Review: Ritual Aesthetic – 'Decollect'


Sean Von Helvete may be better known as the man behind the drums for Dawn Of Ashes and Belhor, but there is no denying that his début solo album under the moniker of Ritual Aesthetic that he is more than capable of standing in the spotlight on his own. 'Decollect' sees Von Helvete blend the metal leanings of Dawn Of Ashes and Psyclon Nine with a purer dark electronic atmosphere to create something that walks a fine line between dark dance and demonic heaviness.

The title track opens the album with a short instrumental introduction that slowly flickers away before the hard and fast 'Orphans In Coma' opens things up properly with some very nice guitar work that still maintains a dance-friendly beat. 'Something To Know You By' on the other hand turns the beats into full club mode and brings out the big industrial synth sounds for a scorching and sinister dance track that is a real attention grabber. 'Orchid Incestus' is a nice balance of the ferocity of 'Orphans...' and the gritty industrial dance of 'Something...', while 'Red Redeemer (When The World Becomes Skin)' is a brave and experimental instrumental that breaks up the track list nicely.

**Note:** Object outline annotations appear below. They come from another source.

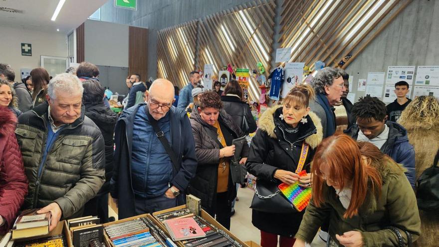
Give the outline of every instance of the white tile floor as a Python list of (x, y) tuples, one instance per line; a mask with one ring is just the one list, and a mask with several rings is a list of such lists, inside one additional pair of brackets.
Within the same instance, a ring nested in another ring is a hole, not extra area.
[[(242, 241), (252, 241), (260, 244), (260, 233), (259, 230), (251, 224), (251, 209), (250, 204), (254, 192), (249, 188), (239, 188), (238, 198), (239, 201), (235, 204), (235, 215), (231, 217), (230, 231)], [(109, 215), (117, 220), (117, 214), (109, 207)], [(312, 247), (325, 247), (325, 244), (316, 236), (311, 244)]]

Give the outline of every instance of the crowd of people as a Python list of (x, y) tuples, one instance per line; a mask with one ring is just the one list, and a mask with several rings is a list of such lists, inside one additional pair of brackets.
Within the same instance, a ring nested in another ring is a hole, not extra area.
[[(108, 222), (109, 194), (122, 219), (183, 205), (190, 193), (229, 229), (237, 165), (257, 178), (251, 223), (263, 247), (305, 246), (317, 234), (328, 246), (437, 243), (438, 214), (419, 210), (415, 192), (439, 148), (439, 102), (411, 101), (407, 82), (396, 83), (388, 106), (369, 95), (353, 104), (349, 75), (324, 68), (256, 124), (234, 80), (208, 89), (193, 71), (180, 90), (135, 73), (118, 115), (99, 75), (84, 62), (51, 79), (36, 68), (15, 82), (0, 64), (0, 234), (20, 209), (50, 212), (50, 230), (82, 216)], [(255, 131), (237, 148), (234, 140)], [(301, 212), (275, 192), (296, 182), (312, 192)]]

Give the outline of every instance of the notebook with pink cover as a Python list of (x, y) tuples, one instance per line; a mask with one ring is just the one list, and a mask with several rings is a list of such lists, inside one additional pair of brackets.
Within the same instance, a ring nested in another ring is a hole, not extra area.
[(164, 224), (174, 241), (206, 237), (203, 229), (192, 217), (166, 220)]

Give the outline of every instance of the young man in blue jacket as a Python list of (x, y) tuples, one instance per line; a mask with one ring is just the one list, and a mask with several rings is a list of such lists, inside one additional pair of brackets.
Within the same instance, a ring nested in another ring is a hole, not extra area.
[[(172, 106), (174, 85), (154, 81), (146, 103), (125, 110), (115, 131), (112, 197), (119, 204), (119, 218), (184, 204), (184, 191), (195, 176), (197, 161), (189, 119), (184, 109)], [(156, 122), (157, 133), (151, 124)], [(173, 163), (158, 136), (166, 137), (177, 157)]]
[(383, 153), (407, 169), (406, 176), (415, 188), (415, 149), (409, 143), (407, 132), (401, 125), (387, 121), (386, 104), (367, 95), (354, 104), (352, 115), (357, 120), (345, 133), (358, 141), (375, 145)]

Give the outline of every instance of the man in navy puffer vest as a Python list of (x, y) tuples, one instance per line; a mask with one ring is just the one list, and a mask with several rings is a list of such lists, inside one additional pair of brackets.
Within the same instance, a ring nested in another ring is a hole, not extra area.
[[(172, 106), (174, 85), (158, 79), (145, 93), (146, 103), (124, 110), (116, 126), (110, 193), (118, 200), (120, 219), (184, 204), (197, 170), (189, 119), (184, 109)], [(151, 121), (157, 122), (178, 159), (175, 167)]]

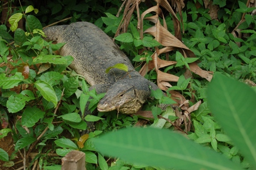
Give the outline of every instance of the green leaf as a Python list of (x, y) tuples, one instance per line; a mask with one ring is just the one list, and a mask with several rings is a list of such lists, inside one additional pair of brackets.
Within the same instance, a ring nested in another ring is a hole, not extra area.
[(56, 51), (60, 49), (63, 45), (65, 45), (65, 42), (61, 42), (57, 44), (51, 44), (50, 46), (52, 48), (52, 50)]
[(26, 137), (23, 138), (21, 138), (18, 140), (17, 142), (16, 142), (15, 146), (14, 147), (14, 149), (15, 151), (18, 151), (18, 150), (22, 149), (24, 148), (26, 146), (28, 146), (30, 144), (33, 143), (36, 141), (36, 138), (31, 137)]
[(64, 84), (64, 95), (65, 97), (69, 97), (74, 94), (78, 87), (78, 79), (72, 76), (66, 80)]
[(25, 14), (33, 11), (34, 10), (34, 7), (32, 5), (30, 5), (26, 8)]
[(161, 45), (161, 44), (156, 40), (153, 40), (150, 37), (144, 37), (142, 39), (143, 45), (146, 47), (154, 47)]
[(44, 169), (45, 170), (61, 170), (61, 165), (54, 165), (52, 166), (44, 166), (42, 167), (44, 168)]
[(94, 153), (87, 151), (86, 151), (84, 152), (85, 153), (85, 155), (86, 155), (85, 158), (85, 161), (86, 162), (93, 164), (97, 163), (97, 156)]
[(65, 156), (72, 150), (73, 150), (73, 149), (68, 149), (66, 148), (57, 148), (56, 150), (56, 154), (60, 156)]
[(24, 76), (21, 73), (16, 72), (14, 75), (10, 77), (6, 77), (5, 74), (0, 74), (0, 87), (3, 89), (14, 88), (24, 80)]
[(5, 39), (13, 40), (12, 37), (6, 31), (6, 29), (1, 29), (0, 28), (0, 36)]
[(55, 137), (56, 135), (61, 134), (63, 131), (63, 129), (61, 126), (54, 127), (54, 129), (52, 130), (47, 130), (46, 133), (43, 135), (44, 139), (49, 139), (51, 138)]
[(58, 55), (40, 55), (33, 60), (33, 64), (49, 63), (56, 65), (66, 65), (67, 60)]
[(155, 119), (157, 118), (157, 116), (162, 112), (162, 109), (157, 107), (153, 106), (152, 108), (152, 114)]
[(27, 32), (32, 32), (35, 29), (43, 29), (40, 20), (33, 15), (29, 15), (27, 17), (26, 29)]
[(88, 114), (85, 117), (85, 120), (87, 122), (96, 122), (100, 120), (104, 120), (104, 118), (94, 115)]
[(35, 82), (35, 85), (43, 97), (46, 100), (52, 101), (54, 105), (54, 107), (56, 107), (58, 101), (53, 88), (47, 82), (42, 80), (37, 80)]
[(114, 66), (109, 67), (106, 69), (106, 73), (108, 74), (112, 69), (117, 69), (124, 71), (128, 72), (128, 66), (124, 63), (117, 63)]
[[(256, 167), (255, 92), (247, 85), (216, 73), (207, 91), (210, 109), (225, 132)], [(242, 107), (241, 107), (242, 106)]]
[(22, 29), (18, 28), (14, 32), (14, 41), (15, 44), (22, 46), (22, 44), (27, 41), (25, 31)]
[(0, 148), (0, 160), (5, 162), (9, 160), (9, 155), (8, 155), (7, 152), (1, 148)]
[(230, 138), (226, 135), (223, 134), (216, 134), (216, 138), (217, 140), (220, 142), (230, 142), (231, 141)]
[(185, 58), (185, 62), (187, 63), (192, 63), (193, 62), (196, 61), (199, 58), (196, 58), (196, 57), (187, 57), (187, 58)]
[(44, 117), (45, 112), (43, 112), (36, 107), (27, 107), (22, 114), (22, 125), (27, 128), (33, 126), (41, 118)]
[(133, 42), (133, 38), (131, 33), (126, 32), (119, 35), (115, 38), (115, 40), (123, 42)]
[(6, 103), (6, 107), (10, 113), (16, 113), (22, 110), (26, 103), (31, 100), (36, 99), (34, 95), (30, 90), (23, 91), (19, 94), (13, 94), (10, 96)]
[(104, 159), (103, 156), (99, 153), (98, 154), (98, 160), (99, 161), (99, 165), (100, 169), (107, 170), (108, 169), (108, 166), (107, 165), (105, 159)]
[(18, 28), (18, 23), (22, 18), (22, 13), (16, 13), (11, 16), (9, 19), (9, 23), (11, 24), (10, 29), (14, 32)]
[(129, 162), (181, 169), (242, 169), (224, 156), (169, 130), (127, 128), (93, 139), (100, 153)]
[(61, 147), (71, 148), (74, 150), (78, 149), (77, 145), (69, 139), (58, 139), (54, 141), (55, 144)]
[(12, 131), (11, 129), (2, 129), (0, 130), (0, 139), (2, 139), (7, 135), (8, 133)]
[(208, 134), (203, 135), (195, 141), (195, 142), (198, 143), (208, 143), (211, 142), (211, 141), (212, 141), (212, 139)]
[(62, 117), (64, 120), (68, 120), (73, 122), (79, 122), (81, 121), (80, 115), (77, 113), (71, 113), (65, 114), (62, 116), (58, 116), (57, 117)]
[(66, 123), (71, 127), (75, 129), (81, 129), (83, 130), (85, 130), (86, 129), (87, 124), (83, 120), (81, 120), (81, 121), (79, 122), (79, 123), (75, 123), (69, 121), (68, 121)]
[(195, 120), (193, 121), (193, 123), (195, 133), (199, 137), (207, 134), (207, 131), (200, 123)]
[(39, 78), (40, 80), (48, 83), (50, 86), (53, 86), (60, 84), (60, 80), (63, 78), (63, 75), (55, 71), (49, 71), (43, 74)]
[(155, 97), (156, 99), (160, 99), (163, 96), (163, 94), (162, 90), (158, 88), (156, 90), (151, 91), (151, 96)]

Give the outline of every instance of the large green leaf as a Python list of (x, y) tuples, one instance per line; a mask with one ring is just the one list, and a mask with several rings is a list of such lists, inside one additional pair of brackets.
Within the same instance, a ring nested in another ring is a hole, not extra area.
[(22, 91), (19, 94), (13, 94), (10, 96), (6, 103), (8, 111), (16, 113), (25, 107), (27, 101), (35, 99), (33, 92), (28, 90)]
[(3, 89), (13, 88), (24, 80), (24, 76), (21, 73), (16, 72), (14, 75), (10, 77), (7, 77), (3, 73), (0, 74), (0, 87)]
[(77, 146), (75, 144), (69, 139), (58, 139), (56, 140), (54, 143), (57, 146), (63, 148), (68, 148), (74, 150), (77, 149)]
[(131, 42), (133, 41), (132, 35), (129, 32), (120, 34), (115, 37), (115, 39), (123, 42)]
[(181, 169), (241, 169), (224, 156), (166, 129), (128, 128), (94, 139), (101, 153), (134, 163)]
[(48, 101), (52, 101), (54, 107), (56, 107), (57, 99), (55, 91), (48, 83), (42, 80), (37, 80), (35, 82), (36, 88), (41, 92), (43, 97)]
[(9, 22), (11, 26), (10, 28), (12, 31), (14, 31), (17, 29), (18, 23), (22, 18), (22, 13), (16, 13), (10, 17)]
[(76, 123), (78, 123), (81, 121), (81, 116), (77, 113), (68, 113), (58, 116), (58, 117), (62, 117), (64, 120)]
[(35, 141), (36, 141), (36, 138), (33, 137), (27, 137), (24, 138), (22, 138), (19, 139), (17, 142), (16, 142), (15, 146), (14, 147), (14, 149), (15, 151), (18, 151), (19, 149), (22, 149), (30, 144), (32, 143)]
[(68, 64), (67, 60), (61, 56), (58, 55), (41, 55), (33, 60), (33, 64), (41, 63), (49, 63), (56, 65)]
[(15, 44), (22, 46), (27, 41), (25, 31), (21, 28), (18, 28), (14, 32), (14, 41)]
[(43, 74), (40, 77), (41, 80), (47, 82), (52, 86), (59, 84), (60, 80), (62, 78), (63, 75), (60, 73), (55, 71), (49, 71)]
[(27, 128), (32, 127), (39, 120), (44, 117), (45, 112), (34, 106), (27, 107), (22, 114), (22, 125)]
[(112, 69), (117, 69), (128, 72), (128, 66), (124, 63), (117, 63), (114, 66), (109, 67), (106, 69), (106, 73), (108, 74)]
[(27, 32), (33, 32), (35, 29), (42, 29), (43, 27), (40, 20), (33, 15), (29, 15), (27, 17), (26, 29)]
[(207, 93), (216, 120), (256, 168), (255, 92), (242, 82), (216, 73)]
[(69, 97), (74, 94), (78, 87), (78, 79), (77, 78), (72, 76), (69, 78), (64, 83), (64, 95), (65, 97)]

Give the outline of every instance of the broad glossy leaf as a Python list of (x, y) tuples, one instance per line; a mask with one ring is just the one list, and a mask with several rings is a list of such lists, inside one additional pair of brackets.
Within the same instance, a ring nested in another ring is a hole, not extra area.
[(53, 130), (48, 129), (43, 135), (43, 138), (49, 139), (61, 134), (63, 131), (63, 129), (61, 126), (54, 127)]
[(224, 156), (166, 129), (120, 129), (93, 141), (104, 155), (135, 163), (181, 169), (242, 169)]
[(48, 63), (56, 65), (67, 65), (66, 58), (58, 55), (45, 55), (40, 56), (33, 60), (33, 64)]
[(46, 100), (52, 101), (54, 105), (54, 107), (56, 107), (57, 99), (53, 88), (47, 82), (42, 80), (37, 80), (35, 82), (35, 85), (43, 97)]
[(104, 120), (104, 118), (94, 115), (88, 114), (85, 117), (85, 120), (88, 122), (96, 122), (100, 120)]
[(5, 74), (1, 74), (0, 87), (2, 87), (3, 89), (14, 88), (24, 80), (24, 76), (21, 73), (16, 72), (14, 75), (10, 77), (6, 77)]
[(256, 168), (255, 92), (244, 83), (216, 73), (207, 92), (216, 120)]
[(63, 148), (68, 148), (76, 150), (77, 149), (77, 146), (75, 144), (69, 139), (58, 139), (54, 141), (55, 144)]
[(33, 93), (30, 90), (24, 90), (19, 94), (13, 94), (6, 103), (8, 110), (10, 113), (16, 113), (24, 108), (27, 101), (35, 99)]
[(69, 78), (65, 82), (64, 87), (64, 95), (65, 97), (68, 97), (74, 94), (78, 87), (78, 79), (74, 76)]
[(117, 69), (124, 71), (128, 71), (128, 66), (123, 63), (117, 63), (112, 67), (109, 67), (106, 69), (106, 73), (108, 74), (112, 69)]
[(18, 28), (18, 22), (22, 18), (22, 13), (16, 13), (10, 17), (9, 22), (11, 24), (10, 28), (14, 32)]
[(40, 77), (41, 80), (44, 81), (53, 86), (60, 84), (60, 80), (62, 78), (63, 75), (60, 73), (55, 71), (49, 71), (43, 74)]
[(35, 29), (42, 29), (43, 27), (40, 20), (33, 15), (29, 15), (27, 16), (26, 29), (27, 32), (32, 32)]
[(64, 115), (58, 116), (58, 117), (62, 117), (64, 120), (76, 123), (79, 122), (81, 121), (81, 116), (77, 113), (65, 114)]
[(22, 125), (27, 128), (32, 127), (38, 121), (44, 117), (45, 112), (43, 112), (36, 107), (27, 107), (22, 114)]
[(85, 153), (85, 155), (86, 155), (85, 157), (85, 161), (86, 162), (93, 164), (97, 163), (97, 156), (94, 153), (87, 151), (86, 151), (84, 152)]
[(68, 149), (66, 148), (57, 148), (56, 150), (56, 154), (60, 156), (65, 156), (72, 150), (73, 150), (73, 149)]
[(75, 123), (69, 121), (66, 121), (66, 122), (67, 124), (68, 124), (69, 126), (70, 126), (72, 128), (77, 129), (81, 129), (83, 130), (85, 130), (86, 129), (87, 124), (84, 121), (82, 120), (79, 123)]
[(11, 129), (2, 129), (0, 130), (0, 139), (5, 137), (7, 135), (8, 133), (10, 131), (12, 131)]
[(25, 31), (21, 28), (17, 28), (14, 32), (14, 41), (16, 44), (22, 46), (27, 41)]

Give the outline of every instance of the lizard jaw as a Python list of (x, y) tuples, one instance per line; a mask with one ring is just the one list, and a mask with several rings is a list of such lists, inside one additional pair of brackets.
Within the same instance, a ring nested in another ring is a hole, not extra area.
[(109, 107), (107, 105), (98, 105), (98, 110), (100, 112), (110, 112), (114, 110), (116, 110), (116, 108), (114, 105), (112, 105), (111, 107)]

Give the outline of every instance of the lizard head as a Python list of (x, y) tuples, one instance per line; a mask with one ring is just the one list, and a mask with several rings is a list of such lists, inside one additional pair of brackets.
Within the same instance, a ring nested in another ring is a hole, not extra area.
[(136, 113), (150, 92), (136, 88), (138, 84), (137, 82), (133, 83), (134, 80), (126, 79), (114, 84), (100, 100), (98, 110), (101, 112), (117, 110), (124, 114)]

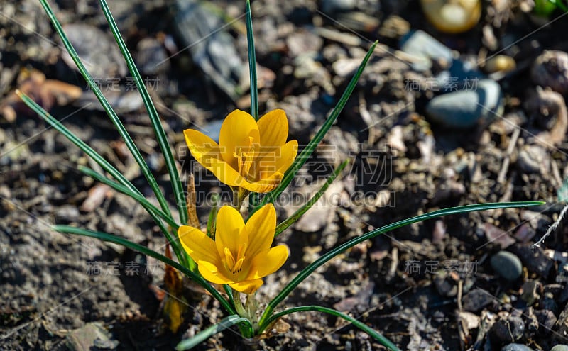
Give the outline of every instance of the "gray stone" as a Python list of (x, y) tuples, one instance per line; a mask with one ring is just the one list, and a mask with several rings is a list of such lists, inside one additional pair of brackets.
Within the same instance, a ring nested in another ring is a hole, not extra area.
[[(493, 323), (489, 337), (496, 342), (512, 342), (520, 340), (525, 332), (525, 322), (520, 317), (510, 316)], [(522, 350), (522, 349), (521, 349)]]
[(444, 126), (467, 128), (476, 126), (481, 119), (495, 118), (502, 108), (499, 84), (491, 79), (481, 79), (476, 87), (471, 86), (468, 90), (435, 97), (426, 105), (426, 113)]
[(499, 251), (491, 257), (491, 267), (506, 279), (513, 282), (523, 273), (520, 260), (508, 251)]

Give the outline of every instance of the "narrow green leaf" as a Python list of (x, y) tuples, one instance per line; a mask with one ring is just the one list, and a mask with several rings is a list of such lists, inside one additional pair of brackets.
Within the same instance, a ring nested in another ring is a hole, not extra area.
[(211, 201), (213, 202), (213, 206), (211, 206), (211, 211), (209, 213), (209, 218), (207, 218), (207, 236), (212, 239), (215, 238), (215, 221), (217, 218), (217, 212), (219, 211), (219, 195), (214, 194), (211, 196)]
[(146, 256), (155, 258), (159, 261), (162, 261), (166, 264), (172, 266), (173, 267), (179, 270), (182, 273), (187, 275), (189, 278), (192, 279), (194, 282), (203, 286), (203, 288), (205, 289), (205, 290), (209, 291), (213, 296), (213, 297), (214, 297), (219, 301), (219, 302), (223, 306), (223, 307), (227, 311), (227, 312), (231, 314), (236, 313), (234, 309), (232, 308), (231, 304), (229, 303), (229, 302), (219, 293), (219, 291), (217, 291), (215, 289), (214, 289), (213, 286), (212, 286), (200, 275), (194, 273), (193, 272), (190, 271), (188, 268), (181, 265), (180, 264), (176, 262), (175, 261), (170, 260), (165, 256), (158, 252), (156, 252), (153, 250), (146, 247), (146, 246), (142, 246), (140, 244), (133, 243), (131, 241), (127, 240), (126, 239), (120, 238), (116, 235), (109, 234), (108, 233), (95, 232), (93, 230), (88, 230), (87, 229), (71, 227), (70, 225), (53, 225), (51, 228), (54, 230), (60, 233), (65, 233), (67, 234), (76, 234), (82, 236), (87, 236), (89, 238), (94, 238), (95, 239), (99, 239), (103, 241), (108, 241), (109, 243), (114, 243), (115, 244), (118, 244), (129, 249), (133, 250), (134, 251), (138, 251), (138, 252), (141, 252), (146, 255)]
[[(327, 307), (323, 307), (321, 306), (302, 306), (298, 307), (293, 307), (292, 308), (288, 308), (287, 310), (283, 311), (282, 312), (279, 312), (278, 313), (275, 313), (267, 321), (266, 325), (270, 325), (271, 323), (277, 321), (278, 318), (286, 316), (287, 314), (294, 313), (296, 312), (305, 312), (308, 311), (313, 311), (316, 312), (323, 312), (324, 313), (330, 314), (332, 316), (335, 316), (336, 317), (339, 317), (341, 318), (350, 322), (356, 328), (359, 328), (361, 330), (364, 331), (367, 334), (368, 334), (371, 338), (375, 339), (376, 340), (378, 341), (383, 346), (386, 347), (388, 347), (392, 351), (400, 351), (398, 347), (396, 347), (395, 344), (393, 344), (390, 340), (383, 336), (380, 333), (377, 332), (372, 328), (368, 327), (365, 323), (354, 318), (353, 317), (339, 312), (339, 311), (334, 310), (332, 308), (328, 308)], [(257, 333), (262, 333), (263, 330), (258, 330)]]
[(320, 257), (311, 264), (308, 264), (307, 267), (302, 269), (302, 271), (300, 273), (298, 273), (297, 275), (290, 282), (290, 283), (288, 283), (288, 285), (286, 285), (286, 286), (284, 289), (283, 289), (282, 291), (278, 295), (276, 295), (276, 296), (268, 304), (266, 308), (264, 310), (264, 313), (263, 313), (260, 321), (258, 322), (258, 325), (261, 326), (261, 328), (266, 328), (267, 325), (266, 321), (272, 314), (272, 312), (273, 311), (274, 311), (274, 308), (276, 307), (276, 306), (280, 302), (282, 302), (282, 301), (286, 296), (288, 296), (288, 294), (290, 292), (292, 292), (292, 291), (294, 290), (300, 283), (301, 283), (302, 282), (304, 281), (304, 279), (307, 278), (310, 276), (310, 274), (311, 274), (314, 271), (315, 271), (317, 269), (323, 265), (327, 261), (332, 259), (335, 256), (339, 255), (340, 253), (343, 252), (346, 250), (353, 247), (356, 245), (360, 243), (363, 243), (366, 240), (371, 239), (380, 234), (389, 232), (394, 229), (403, 227), (405, 225), (408, 225), (409, 224), (415, 223), (417, 222), (421, 222), (422, 221), (426, 221), (427, 219), (432, 219), (432, 218), (435, 218), (437, 217), (441, 217), (442, 216), (465, 213), (467, 212), (474, 212), (476, 211), (493, 210), (496, 208), (508, 208), (511, 207), (526, 207), (531, 206), (542, 205), (543, 204), (545, 203), (542, 201), (503, 202), (503, 203), (491, 203), (491, 204), (476, 204), (474, 205), (466, 205), (457, 207), (452, 207), (449, 208), (434, 211), (428, 213), (424, 213), (420, 216), (417, 216), (415, 217), (413, 217), (410, 218), (399, 221), (398, 222), (395, 222), (393, 223), (385, 225), (383, 227), (381, 227), (379, 228), (375, 229), (374, 230), (371, 230), (370, 232), (368, 232), (357, 238), (354, 238), (353, 239), (346, 243), (344, 243), (337, 247), (335, 247), (334, 249), (325, 253), (322, 257)]
[(345, 166), (346, 166), (348, 163), (349, 161), (344, 161), (343, 163), (339, 165), (339, 166), (335, 169), (333, 173), (332, 173), (332, 174), (327, 177), (327, 179), (325, 181), (325, 184), (324, 184), (322, 187), (320, 188), (320, 190), (317, 191), (317, 193), (316, 193), (316, 194), (314, 195), (312, 199), (306, 202), (300, 209), (294, 212), (292, 216), (286, 218), (285, 221), (278, 224), (278, 225), (276, 227), (276, 232), (274, 233), (274, 236), (275, 237), (280, 233), (285, 230), (288, 227), (294, 224), (296, 221), (300, 219), (300, 217), (305, 213), (307, 210), (311, 208), (312, 206), (314, 206), (316, 202), (317, 202), (317, 200), (322, 197), (322, 195), (323, 195), (325, 191), (327, 190), (327, 188), (329, 187), (329, 185), (333, 183), (333, 181), (335, 180), (338, 175), (339, 175), (339, 173), (342, 172), (343, 169), (345, 168)]
[(377, 43), (378, 42), (376, 41), (373, 45), (371, 45), (371, 48), (368, 50), (368, 52), (367, 52), (367, 55), (365, 56), (365, 58), (363, 59), (363, 62), (361, 62), (356, 73), (355, 73), (355, 75), (353, 76), (353, 78), (351, 78), (349, 84), (347, 86), (345, 91), (344, 91), (341, 99), (339, 99), (339, 101), (333, 109), (333, 111), (332, 111), (332, 114), (329, 115), (314, 138), (310, 141), (307, 145), (306, 145), (305, 148), (302, 150), (302, 152), (300, 152), (300, 155), (297, 155), (296, 160), (294, 160), (294, 162), (284, 174), (284, 177), (282, 179), (282, 182), (280, 182), (280, 185), (278, 185), (276, 189), (267, 194), (263, 198), (262, 201), (261, 201), (261, 205), (256, 208), (256, 210), (266, 204), (273, 203), (275, 201), (276, 201), (280, 194), (284, 191), (290, 182), (292, 182), (292, 179), (294, 179), (294, 177), (295, 177), (297, 171), (300, 170), (302, 166), (304, 165), (304, 163), (305, 163), (305, 162), (310, 158), (310, 156), (314, 152), (320, 142), (322, 141), (322, 139), (323, 139), (324, 136), (329, 130), (329, 128), (332, 128), (334, 122), (335, 122), (335, 121), (337, 119), (337, 117), (339, 116), (339, 113), (341, 113), (342, 111), (343, 111), (343, 108), (345, 107), (345, 104), (349, 99), (349, 96), (351, 96), (353, 90), (357, 85), (357, 81), (359, 80), (359, 77), (361, 77), (361, 74), (363, 73), (363, 70), (365, 69), (365, 66), (367, 65), (371, 56), (373, 55), (373, 52), (375, 50), (375, 47), (377, 45)]
[(225, 329), (239, 323), (246, 324), (249, 325), (249, 328), (251, 330), (252, 330), (252, 325), (251, 324), (250, 321), (243, 317), (239, 317), (237, 314), (234, 314), (233, 316), (229, 316), (229, 317), (225, 317), (218, 323), (214, 324), (204, 330), (198, 333), (193, 338), (182, 340), (175, 347), (175, 350), (177, 351), (182, 351), (193, 348), (201, 342), (203, 342), (207, 340), (209, 338), (214, 335), (217, 333), (221, 333)]
[(251, 1), (246, 0), (246, 43), (248, 48), (248, 72), (251, 77), (251, 115), (258, 121), (258, 89), (256, 82), (256, 52), (254, 50)]
[[(167, 214), (164, 213), (160, 208), (157, 208), (154, 205), (153, 205), (146, 198), (143, 196), (141, 195), (140, 194), (136, 193), (132, 191), (129, 188), (124, 186), (122, 184), (120, 184), (114, 180), (104, 177), (104, 174), (101, 174), (97, 172), (84, 166), (79, 166), (79, 170), (83, 172), (84, 174), (90, 177), (91, 178), (100, 182), (104, 184), (106, 184), (111, 188), (116, 190), (119, 192), (121, 192), (125, 195), (128, 195), (129, 196), (131, 197), (134, 200), (136, 200), (138, 204), (140, 204), (142, 207), (143, 207), (148, 213), (152, 212), (155, 213), (156, 215), (161, 217), (165, 222), (170, 226), (173, 230), (177, 230), (178, 228), (180, 226), (174, 219), (168, 216)], [(171, 241), (169, 240), (168, 241)]]
[(121, 52), (126, 61), (126, 65), (129, 67), (131, 74), (134, 78), (134, 82), (136, 83), (136, 87), (142, 96), (142, 100), (144, 101), (144, 106), (148, 111), (148, 115), (150, 116), (150, 121), (152, 123), (152, 128), (154, 129), (158, 144), (160, 145), (160, 149), (164, 156), (165, 161), (165, 167), (168, 168), (168, 172), (170, 174), (170, 181), (173, 189), (173, 194), (175, 196), (175, 204), (178, 206), (178, 211), (180, 213), (180, 221), (182, 224), (187, 224), (187, 209), (186, 208), (187, 204), (185, 204), (185, 193), (184, 192), (183, 186), (182, 186), (181, 180), (180, 179), (180, 174), (178, 172), (178, 167), (175, 165), (175, 160), (172, 155), (172, 150), (170, 148), (170, 143), (168, 141), (168, 138), (165, 135), (165, 131), (162, 126), (162, 121), (160, 116), (158, 115), (158, 111), (154, 106), (152, 99), (150, 98), (150, 94), (148, 93), (148, 89), (140, 75), (140, 72), (134, 64), (134, 60), (132, 60), (130, 52), (126, 48), (124, 40), (120, 34), (116, 23), (112, 17), (109, 6), (106, 4), (105, 0), (100, 0), (101, 8), (106, 18), (106, 22), (111, 28), (112, 34), (114, 35), (114, 40), (119, 45)]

'Fleshing Wheel' goes back into metal territory while maintaining a little of the previous track's noisy undercurrent. 'Through The Lust Of Flies' is another brave instrumental that forsakes all guitars in favour of some straight noise-laden industrial. The album then finishes off on the sublimely haunting 'Tender Petal', which even though is one of the slowest and quietest tracks on the album, really shows off Von Helevete's skill as a performer.

The three remixes of 'Something To Know You By' from Izoloscope, Ruinizer, and Tactical Module all give the song and ultra-club friendly overhaul in their own relative styles. It would have been nice if three different songs got the remix treatment, however the three contributing acts sufficiently reconstruct the song that having it three times in a row is not a problem.

The production is overall rather fitting. It's gritty and dirty but doesn't over power the guitar and synth distortion at all. The only hang-up is that on a few songs the mix feels like its building up to something but then doesn't get that extra kick. But in the overall scheme of things this doesn't detract from the songs too much.

On the whole though this is a solid début that promises a lot of good things to come. It is short and (not so) sweet, and despite a few indiscretions here and there, leaves the listener wanting more. Hopefully Von Helvete won't take too long in capitalising on this with a follow-up.